Slowhand punched the grille out of its mounting and Kali instinctively caught it with an oof before it could clang to the floor. Damn, she thought, we still make a team whether I like it or not.

But this was still going a little fast for her. She had no idea what was going on.

'Okaaay,' she said. 'So, what's that achieved? No, wait, don't tell me — you're going to escape from your cell into mine. Brilliant!'

'I see the wit hasn't deserted you,' Slowhand said, wearily. 'No, Hooper — it's the other way round. You're going to escape from your cell into mine.'

'What?' Kali let the information sink in. 'O-hoh, no, no, no,' she replied forcefully, looking at herself still in the vest and pants in which she'd awoken upstairs. 'If you think you're going to get me in a six foot square cell while we're both wearing nothing but our knickers you've another think coming.
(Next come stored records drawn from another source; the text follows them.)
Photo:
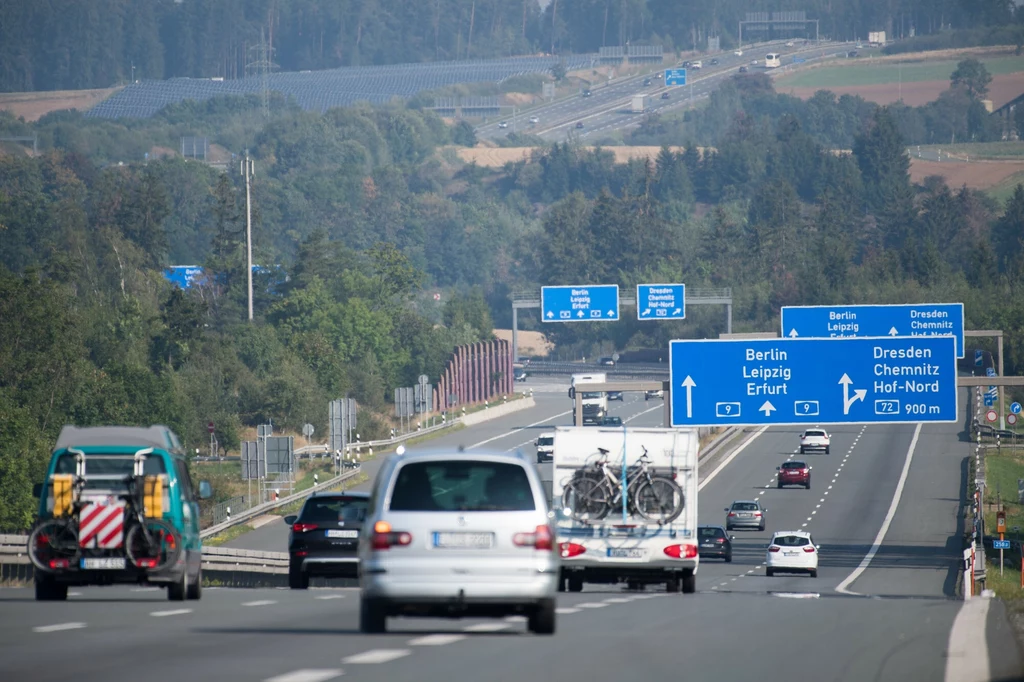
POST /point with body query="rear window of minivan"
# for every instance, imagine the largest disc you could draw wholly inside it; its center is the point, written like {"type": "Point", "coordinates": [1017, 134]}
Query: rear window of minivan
{"type": "Point", "coordinates": [462, 485]}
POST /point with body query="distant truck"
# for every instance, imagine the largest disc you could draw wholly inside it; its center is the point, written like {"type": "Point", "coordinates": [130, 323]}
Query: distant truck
{"type": "Point", "coordinates": [652, 539]}
{"type": "Point", "coordinates": [595, 403]}
{"type": "Point", "coordinates": [641, 103]}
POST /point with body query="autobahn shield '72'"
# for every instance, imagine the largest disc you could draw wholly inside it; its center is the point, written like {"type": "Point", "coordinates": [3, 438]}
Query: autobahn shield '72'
{"type": "Point", "coordinates": [853, 380]}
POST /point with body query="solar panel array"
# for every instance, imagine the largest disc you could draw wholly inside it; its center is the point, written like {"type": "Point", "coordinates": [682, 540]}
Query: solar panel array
{"type": "Point", "coordinates": [320, 90]}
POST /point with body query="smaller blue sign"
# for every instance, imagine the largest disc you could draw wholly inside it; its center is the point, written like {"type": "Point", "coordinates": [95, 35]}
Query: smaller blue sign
{"type": "Point", "coordinates": [675, 77]}
{"type": "Point", "coordinates": [662, 301]}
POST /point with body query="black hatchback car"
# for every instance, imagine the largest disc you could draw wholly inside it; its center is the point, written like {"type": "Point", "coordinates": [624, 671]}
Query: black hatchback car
{"type": "Point", "coordinates": [325, 537]}
{"type": "Point", "coordinates": [713, 541]}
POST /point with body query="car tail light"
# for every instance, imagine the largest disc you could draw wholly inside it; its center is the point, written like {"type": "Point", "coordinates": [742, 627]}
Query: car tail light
{"type": "Point", "coordinates": [568, 550]}
{"type": "Point", "coordinates": [385, 538]}
{"type": "Point", "coordinates": [681, 551]}
{"type": "Point", "coordinates": [541, 539]}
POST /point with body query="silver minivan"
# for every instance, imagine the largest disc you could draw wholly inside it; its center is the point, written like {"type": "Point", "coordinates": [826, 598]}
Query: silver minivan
{"type": "Point", "coordinates": [458, 535]}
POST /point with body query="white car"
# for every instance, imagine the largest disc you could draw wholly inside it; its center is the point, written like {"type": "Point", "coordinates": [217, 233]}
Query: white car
{"type": "Point", "coordinates": [817, 439]}
{"type": "Point", "coordinates": [792, 552]}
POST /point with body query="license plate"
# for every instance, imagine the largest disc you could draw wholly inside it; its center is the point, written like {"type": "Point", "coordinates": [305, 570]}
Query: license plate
{"type": "Point", "coordinates": [103, 563]}
{"type": "Point", "coordinates": [464, 540]}
{"type": "Point", "coordinates": [627, 553]}
{"type": "Point", "coordinates": [343, 534]}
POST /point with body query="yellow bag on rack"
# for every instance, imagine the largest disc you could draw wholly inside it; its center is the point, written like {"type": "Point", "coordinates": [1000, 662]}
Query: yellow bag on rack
{"type": "Point", "coordinates": [64, 494]}
{"type": "Point", "coordinates": [153, 496]}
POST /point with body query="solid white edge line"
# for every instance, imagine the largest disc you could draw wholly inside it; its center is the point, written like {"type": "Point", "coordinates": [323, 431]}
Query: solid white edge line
{"type": "Point", "coordinates": [842, 587]}
{"type": "Point", "coordinates": [731, 457]}
{"type": "Point", "coordinates": [967, 653]}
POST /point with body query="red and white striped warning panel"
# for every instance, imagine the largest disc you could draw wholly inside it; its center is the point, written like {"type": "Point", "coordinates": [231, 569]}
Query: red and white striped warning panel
{"type": "Point", "coordinates": [101, 526]}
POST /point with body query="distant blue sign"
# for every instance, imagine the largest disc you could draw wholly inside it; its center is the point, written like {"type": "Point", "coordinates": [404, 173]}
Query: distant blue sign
{"type": "Point", "coordinates": [897, 320]}
{"type": "Point", "coordinates": [675, 77]}
{"type": "Point", "coordinates": [660, 301]}
{"type": "Point", "coordinates": [813, 381]}
{"type": "Point", "coordinates": [580, 303]}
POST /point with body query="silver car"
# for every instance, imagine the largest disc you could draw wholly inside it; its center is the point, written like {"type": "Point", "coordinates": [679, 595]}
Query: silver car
{"type": "Point", "coordinates": [458, 535]}
{"type": "Point", "coordinates": [745, 514]}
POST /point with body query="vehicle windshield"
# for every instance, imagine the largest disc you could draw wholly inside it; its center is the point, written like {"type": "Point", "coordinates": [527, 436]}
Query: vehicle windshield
{"type": "Point", "coordinates": [111, 465]}
{"type": "Point", "coordinates": [349, 510]}
{"type": "Point", "coordinates": [462, 485]}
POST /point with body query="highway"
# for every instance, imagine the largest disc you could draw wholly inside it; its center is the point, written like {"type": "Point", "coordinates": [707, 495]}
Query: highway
{"type": "Point", "coordinates": [889, 619]}
{"type": "Point", "coordinates": [607, 109]}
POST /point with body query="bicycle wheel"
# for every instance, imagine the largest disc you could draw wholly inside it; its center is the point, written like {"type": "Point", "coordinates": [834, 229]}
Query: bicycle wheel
{"type": "Point", "coordinates": [153, 544]}
{"type": "Point", "coordinates": [53, 544]}
{"type": "Point", "coordinates": [586, 499]}
{"type": "Point", "coordinates": [658, 499]}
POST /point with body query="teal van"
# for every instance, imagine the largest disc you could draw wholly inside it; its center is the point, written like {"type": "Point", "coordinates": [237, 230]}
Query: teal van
{"type": "Point", "coordinates": [118, 506]}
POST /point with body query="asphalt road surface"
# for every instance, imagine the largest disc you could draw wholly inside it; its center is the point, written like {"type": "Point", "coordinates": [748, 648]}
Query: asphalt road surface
{"type": "Point", "coordinates": [889, 619]}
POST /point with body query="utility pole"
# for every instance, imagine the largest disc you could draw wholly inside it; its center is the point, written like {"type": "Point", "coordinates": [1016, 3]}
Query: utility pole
{"type": "Point", "coordinates": [248, 170]}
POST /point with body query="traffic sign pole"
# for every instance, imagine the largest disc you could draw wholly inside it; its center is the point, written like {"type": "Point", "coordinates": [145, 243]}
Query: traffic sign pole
{"type": "Point", "coordinates": [747, 382]}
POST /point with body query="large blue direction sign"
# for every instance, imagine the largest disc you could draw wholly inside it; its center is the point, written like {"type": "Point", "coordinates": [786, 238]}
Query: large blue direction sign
{"type": "Point", "coordinates": [675, 77]}
{"type": "Point", "coordinates": [813, 381]}
{"type": "Point", "coordinates": [896, 320]}
{"type": "Point", "coordinates": [580, 303]}
{"type": "Point", "coordinates": [662, 301]}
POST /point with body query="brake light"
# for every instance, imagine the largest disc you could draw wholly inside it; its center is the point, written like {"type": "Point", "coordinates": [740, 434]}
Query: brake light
{"type": "Point", "coordinates": [569, 550]}
{"type": "Point", "coordinates": [541, 539]}
{"type": "Point", "coordinates": [384, 538]}
{"type": "Point", "coordinates": [681, 551]}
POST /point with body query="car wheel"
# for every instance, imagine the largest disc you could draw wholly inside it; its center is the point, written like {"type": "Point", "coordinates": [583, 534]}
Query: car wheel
{"type": "Point", "coordinates": [542, 621]}
{"type": "Point", "coordinates": [689, 583]}
{"type": "Point", "coordinates": [373, 617]}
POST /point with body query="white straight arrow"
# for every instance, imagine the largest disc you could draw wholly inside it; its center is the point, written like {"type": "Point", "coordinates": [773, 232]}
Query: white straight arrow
{"type": "Point", "coordinates": [688, 384]}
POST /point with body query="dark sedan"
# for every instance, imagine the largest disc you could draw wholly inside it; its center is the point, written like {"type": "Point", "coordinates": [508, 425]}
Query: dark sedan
{"type": "Point", "coordinates": [713, 541]}
{"type": "Point", "coordinates": [325, 537]}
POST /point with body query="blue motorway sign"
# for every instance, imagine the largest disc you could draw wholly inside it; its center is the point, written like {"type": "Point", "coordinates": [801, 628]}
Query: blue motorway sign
{"type": "Point", "coordinates": [675, 77]}
{"type": "Point", "coordinates": [662, 301]}
{"type": "Point", "coordinates": [580, 303]}
{"type": "Point", "coordinates": [895, 320]}
{"type": "Point", "coordinates": [895, 380]}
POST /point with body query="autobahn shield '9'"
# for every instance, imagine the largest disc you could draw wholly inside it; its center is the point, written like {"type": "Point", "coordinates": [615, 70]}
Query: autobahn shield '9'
{"type": "Point", "coordinates": [853, 380]}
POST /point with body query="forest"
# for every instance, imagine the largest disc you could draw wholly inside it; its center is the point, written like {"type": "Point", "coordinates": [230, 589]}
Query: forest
{"type": "Point", "coordinates": [70, 44]}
This isn't — '

'Because the way out is in my cell.'

Kali stopped. She had to admit that had nonplussed her.

'You have a way out?'

Slowhand grinned broadly. 'A-ha. Or, to be more accurate, have had a way out for the last week and a half I've been here. I've had to time it with the guard patrols, of course, but, an hour here, an hour there, it's allowed me to have a pretty good look around. Enough, in fact, to make tonight time to go. The escape route's a… little problematic but even in your state you should be able to manage it. So… excellent timing.'

Her state, Kali thought. The odd thing was, she had already begun to wonder what her state was. She felt much better than she had when she'd first been dumped in the cell, better, in fact, than anyone who'd endured what she had had any right to feel. She had been here — what? — well, the truth was she didn't know — but surely not that long, and she already felt more than well on the road to recovery. She was tempted to look beneath her bandages but now wasn't really the time. Things had turned strange enough already.

'One tiny problem with your master plan,' Kali said. 'I'll never squeeze through that hole.'

'Course you will. From what I've seen you've lost quite a bit of weight lately.'

'Excuse me? Are you saying I was fat?'

'No! Great gods and pits of Kerberos, no. It's just that — well, you seem to have lost a bit of the puppy fat you had. You seem a lot more… lithe.'

'Lithe?' Kali repeated. She thought again of her recovery. 'Yes, well, I do seem to have developed something of a faster metabolism these days…'

'There you go, then,' Slowhand said. He winked. 'Besides, if nothing else it'll be fun to watch.'

'Fun to watch,' Kali repeated. 'Wait a minute. Killiam Slowhand, have you been watching me in my cell?